# Un-married couple living together



## Andyp23 (Sep 15, 2008)

I am moving to Dubai in the next few weeks with my long term girlfriend. We both have secured jobs etc and are in the process of sorting out visas. The issue is that we are not married but do plan to live together. 

While i am fully aware this is against UAE law and we will be taking this move on our own risks i wanted to see if anyone else is doing this, or has heard about people being arrested for it?

Is there anything we could do to lessen the risk of being detected?

While i don't want to get anyone in trouble for effectively asking how to break the law, any hints or real life experience in this area would certainly help. 

Many thanks


----------



## Maz25 (Jul 6, 2008)

One of my work mates actuall lives with his girlfriend and they share the apartment with another unmarried couple. It wouldn't really be an issue if you live mainly with Westerners but might be frowned upon by locals. As long as you do not give the locals any reason to call the police, then you should be fine. In all likelihood, they will assume that you are married; just go along with it - there is no need to correct them. After all, what you do not know can't really hurt you! The police are more concerned with your behaviour whilst out in public.


----------



## Pasanada (Feb 5, 2008)

Hello and welcome! 

The only advice I would give is to be discreet and careful who you tell about your marital status; the last thing you both want is for someone to "tip off" the Police.

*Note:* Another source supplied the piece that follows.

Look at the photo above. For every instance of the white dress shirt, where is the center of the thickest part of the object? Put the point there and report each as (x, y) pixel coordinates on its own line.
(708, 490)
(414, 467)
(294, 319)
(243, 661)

I wouldn't support breaking the law in one's host country and would highly recommend you respect customs and sensitivities.

Good luck in your new life.


----------



## Andyp23 (Sep 15, 2008)

Thanks to you both for you response! Much appreciated. 

I guess we will have to get used to reffering to each other and husband and wife! 

Andy


----------



## sara81 (Aug 21, 2008)

My friend and her bf are living together in mirdif and they have been doing so for about 2 years now with no problems. They are renting this place and the landlord is aware of the situation and doesnt mind at all. Many unmarried couples do this, as long as its not broadcast then should not be a problem!


----------



## Elphaba (Jan 24, 2008)

Whilst many people do get away with this, it is illegal. Every year numerous people are deported for this offence.

-


----------